Shape-constrained density estimation with Wasserstein projection

Here is an explanation of the paper "Shape-Constrained Density Estimation with Wasserstein Projection," translated into simple, everyday language using analogies.

The Big Picture: Fitting a Shape to a Cloud of Dots

Imagine you have a bag of marbles scattered on the floor. These marbles represent data points collected from the real world (like the heights of people, the prices of houses, or the time it takes to commute).

Your goal is to draw a smooth, continuous curve (a "density") that best describes where these marbles are likely to be found. However, you have a rule: The curve must follow a specific shape.

Rule A (Monotone): The curve must always go down (like a slide). It can't go up.
Rule B (Log-concave): The curve must be "hill-shaped" (like a bell curve or a mountain). It can't have two separate peaks (like a camel's back).

The paper compares two different ways of drawing this curve to fit your marbles.

The Two Competitors: The "Local" vs.

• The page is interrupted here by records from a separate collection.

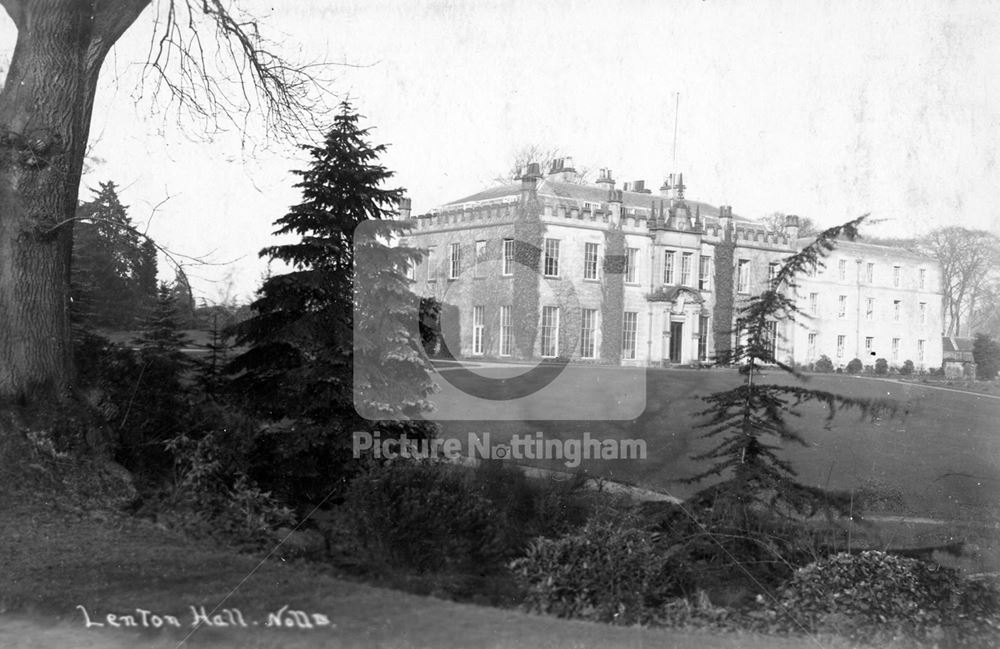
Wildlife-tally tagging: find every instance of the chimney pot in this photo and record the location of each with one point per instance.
(404, 208)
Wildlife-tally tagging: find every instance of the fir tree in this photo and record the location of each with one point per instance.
(299, 365)
(161, 335)
(753, 476)
(110, 283)
(211, 376)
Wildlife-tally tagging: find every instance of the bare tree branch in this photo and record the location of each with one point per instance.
(237, 77)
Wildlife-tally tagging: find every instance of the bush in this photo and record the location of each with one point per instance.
(423, 516)
(824, 364)
(212, 495)
(877, 597)
(986, 353)
(610, 571)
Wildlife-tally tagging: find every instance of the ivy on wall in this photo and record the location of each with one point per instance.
(722, 313)
(527, 270)
(613, 289)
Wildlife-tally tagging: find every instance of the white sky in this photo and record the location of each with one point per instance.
(823, 109)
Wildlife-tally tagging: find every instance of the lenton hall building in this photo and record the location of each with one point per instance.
(549, 267)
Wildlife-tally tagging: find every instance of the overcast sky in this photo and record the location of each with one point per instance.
(823, 109)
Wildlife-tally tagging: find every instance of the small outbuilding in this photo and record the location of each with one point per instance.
(958, 361)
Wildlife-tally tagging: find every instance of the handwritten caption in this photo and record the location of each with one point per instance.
(283, 618)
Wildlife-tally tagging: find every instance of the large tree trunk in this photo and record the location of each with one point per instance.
(45, 110)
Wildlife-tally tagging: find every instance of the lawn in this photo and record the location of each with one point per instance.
(941, 454)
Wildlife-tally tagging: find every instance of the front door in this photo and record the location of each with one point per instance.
(676, 329)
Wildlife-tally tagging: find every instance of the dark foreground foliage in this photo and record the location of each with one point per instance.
(422, 516)
(611, 570)
(877, 598)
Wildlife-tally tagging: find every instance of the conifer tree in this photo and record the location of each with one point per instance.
(211, 376)
(108, 262)
(161, 336)
(746, 418)
(299, 365)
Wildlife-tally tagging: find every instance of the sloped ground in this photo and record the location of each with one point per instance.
(54, 559)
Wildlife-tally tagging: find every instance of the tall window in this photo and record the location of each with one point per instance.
(771, 337)
(588, 334)
(703, 337)
(743, 276)
(431, 260)
(454, 261)
(590, 261)
(508, 257)
(551, 268)
(668, 266)
(478, 313)
(478, 268)
(550, 331)
(631, 264)
(629, 326)
(506, 330)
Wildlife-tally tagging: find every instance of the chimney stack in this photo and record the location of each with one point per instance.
(604, 179)
(403, 210)
(615, 205)
(792, 227)
(726, 221)
(529, 182)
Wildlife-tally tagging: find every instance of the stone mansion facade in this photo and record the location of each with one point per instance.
(547, 267)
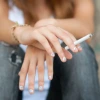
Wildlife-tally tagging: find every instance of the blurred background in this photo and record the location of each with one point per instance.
(96, 38)
(95, 45)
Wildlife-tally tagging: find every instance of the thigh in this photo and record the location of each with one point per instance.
(11, 58)
(78, 77)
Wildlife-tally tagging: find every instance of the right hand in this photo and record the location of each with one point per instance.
(46, 35)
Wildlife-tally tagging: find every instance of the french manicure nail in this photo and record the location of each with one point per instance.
(52, 54)
(50, 77)
(40, 88)
(21, 87)
(64, 59)
(75, 49)
(79, 47)
(31, 91)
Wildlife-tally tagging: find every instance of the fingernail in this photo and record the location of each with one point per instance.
(64, 59)
(79, 47)
(40, 88)
(52, 54)
(50, 77)
(31, 91)
(21, 87)
(75, 49)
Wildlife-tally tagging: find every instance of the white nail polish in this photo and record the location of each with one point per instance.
(79, 47)
(31, 91)
(52, 54)
(75, 49)
(21, 87)
(50, 77)
(40, 88)
(64, 59)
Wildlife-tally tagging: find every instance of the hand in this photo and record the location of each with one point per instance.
(34, 59)
(46, 35)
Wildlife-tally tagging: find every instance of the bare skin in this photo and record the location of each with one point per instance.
(70, 29)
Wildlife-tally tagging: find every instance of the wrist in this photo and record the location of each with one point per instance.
(17, 30)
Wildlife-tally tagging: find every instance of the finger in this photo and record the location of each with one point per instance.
(67, 54)
(63, 36)
(23, 73)
(41, 72)
(55, 42)
(74, 39)
(49, 61)
(31, 75)
(42, 40)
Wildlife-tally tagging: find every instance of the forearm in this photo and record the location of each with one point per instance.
(75, 27)
(6, 31)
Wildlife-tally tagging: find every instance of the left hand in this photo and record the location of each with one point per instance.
(34, 58)
(52, 21)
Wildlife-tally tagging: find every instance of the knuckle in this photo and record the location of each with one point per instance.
(41, 82)
(31, 84)
(40, 69)
(23, 71)
(50, 63)
(43, 41)
(60, 51)
(53, 39)
(63, 36)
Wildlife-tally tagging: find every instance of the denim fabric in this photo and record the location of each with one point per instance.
(76, 79)
(11, 58)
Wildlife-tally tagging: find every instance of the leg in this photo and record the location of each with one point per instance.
(78, 77)
(10, 64)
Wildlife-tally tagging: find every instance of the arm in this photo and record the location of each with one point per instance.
(83, 21)
(5, 24)
(81, 24)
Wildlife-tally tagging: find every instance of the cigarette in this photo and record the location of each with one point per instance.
(80, 40)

The "Global"

1. The Old Way: Maximum Likelihood (The "Local" Approach)

Think of this as the Grenander Estimator (for Rule A) or the Log-Concave MLE (for Rule B).

How it works: This method looks at your marbles and asks, "If I draw a curve right here, does it pass through the most marbles?" It tries to maximize the number of marbles sitting under the curve.
The Metaphor: Imagine you are a tailor trying to fit a suit to a mannequin made of marbles. You stitch the fabric so it hugs every single marble tightly.
The Result: The resulting shape is very "jagged." It changes direction exactly where the marbles are. If you have two marbles at positions -1 and 1, the tailor might draw a flat line strictly between them, ignoring the space outside. It's very precise but can be too rigid.

2. The New Way: Wasserstein Projection (The "Global" Approach)

This is the method the authors are proposing.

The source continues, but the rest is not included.